2. The preheating device for an aluminum casting mold according to claim 1, wherein: the gas pipe (1) is simultaneously communicated with all the flaming seats (2).

3. The preheating device for an aluminum casting mold according to claim 1, wherein: the gas transmission path of one gas transmission pipe (1) to the flame spraying seat (2) is intersected with the gas transmission path of the other gas transmission pipe (1) to the flame spraying seat (2).

4. The preheating device for an aluminum casting mold according to claim 1, wherein: the flame spraying seat (2) is provided with a plurality of mixing plates (4) in the mixing cavity (3), and a channel for the zigzag flow of gas is formed between the mixing plates (4).

5. The preheating device for an aluminum casting mold according to claim 1, wherein: a connecting rod (5) is connected between the two gas delivery pipes (1).

6. The preheating device for an aluminum casting mold according to claim 1, wherein: the gas pipe is characterized in that a ventilation nozzle (6) is connected between the gas pipe (1) and the flame spraying seat (2), the ventilation nozzle (6) is communicated with the gas pipe (1) and the flame spraying seat (2), the ventilation nozzle (6) is provided with an adjusting structure (7), and the adjusting structure (7) is used for communicating or cutting off a communication path of the gas pipe (1) and the flame spraying seat (2).
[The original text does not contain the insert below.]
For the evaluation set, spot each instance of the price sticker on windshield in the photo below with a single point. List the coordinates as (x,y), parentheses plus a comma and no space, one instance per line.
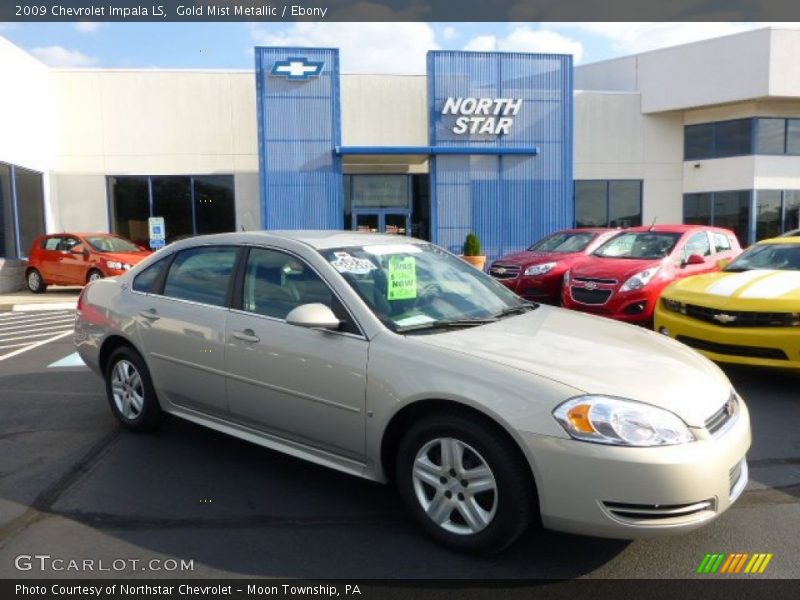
(402,278)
7. The preheating device for the molten aluminum casting mold according to claim 6, wherein: the adjusting structure (7) comprises a first seat (71), a second seat (72) and a rotating knob (73), wherein the first seat (71) is connected in the ventilation nozzle (6), a moving channel (8) for air to pass through is arranged between the first seat (71) and the inner wall of the ventilation nozzle (6), the second seat (72) is rotationally connected in the ventilation nozzle (6), the rotating knob (73) is rotationally sleeved on the outer wall of the ventilation nozzle (6), the rotating knob (73) is connected with the second seat (72), and the rotating knob (73) rotationally drives the second seat (72) to rotate so as to open or close the moving channel (8).

8. The preheating device for an aluminum casting mold according to claim 7, wherein: the ventilation nozzle (6) is sleeved with a fastening seat (9) in a threaded mode, and a rubber layer (10) is arranged on one side, facing the rotary knob (73), of the fastening seat (9).